Dysregulation of the c-MET tyrosine kinase receptor is implicated in the development of tumor malignancy and can arise through several mechanisms, including gene fusion and amplification, overexpression of the receptor and/or its ligand hepatocyte growth factor (HGF), and the acquisition of activating mutations. One type of the activating mutations cause exon 14 to be skipped due to aberrant splicing of MET mRNA. MET exon 14 skipping occurs in approximately 3% of NSCLC and has been demonstrated to be an oncogenic driver, raising the possibility that tumors with these specific mutations will be largely sensitive to c-MET inhibitors.

About Non-Small Cell Lung Cancer (NSCLC)

Lung cancer is a disease in which malignant cancer cells form in the tissues of the lung.
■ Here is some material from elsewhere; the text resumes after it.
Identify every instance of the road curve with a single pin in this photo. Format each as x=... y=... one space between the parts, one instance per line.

In 2017, there were an estimated 558,000 people living with lung and bronchus cancer in the United States, with new cases estimated to be over 228,000 in 2020. Lung cancer is also one of the more deadly cancers with a relative 5-year survival rate of around 20%. NSCLC is the most common type of lung cancer with about 80% to 85% of lung cancers falling into this category.

About APL-101

APL-101 is a novel small molecule kinase inhibitor that targets c-MET. It is a Type 1b class highly selective c-MET inhibitor. APL-101 has demonstrated strong tumor inhibitory effect in a variety of preclinical c-MET dysregulated human gastric, hepatic, pancreatic and lung cancer xenograft animal models and patient-derived xenograft models (PDX). In Phase 1 clinical trials, APL-101 (PLB1001) demonstrated a generally well-tolerated safety profile with preliminary evidence of clinical activity in NSCLC subjects harboring a mutation that leads to MET exon 14 skipping and in secondary glioblastoma multiforme (sGBM) patients harboring MET fusion and/or exon 14 skipping with evidence of brain penetration. In China, APL-101 is referred to as PLB1001 where it is being developed by Apollomics’ partner Beijing Pearl Biotechnology Co. Ltd. Details on the Phase 1/2 SPARTA clinical trial can be found on clinicaltrials.gov: NCT03175224. Apollomics is actively assessing the potential of investigating APL-101 in combination with novel therapies and in a variety of tumor types in addition to developing APL-101 as single-agent cancer therapy. APL-101 is currently under clinical investigation and not approved for any use anywhere in the world.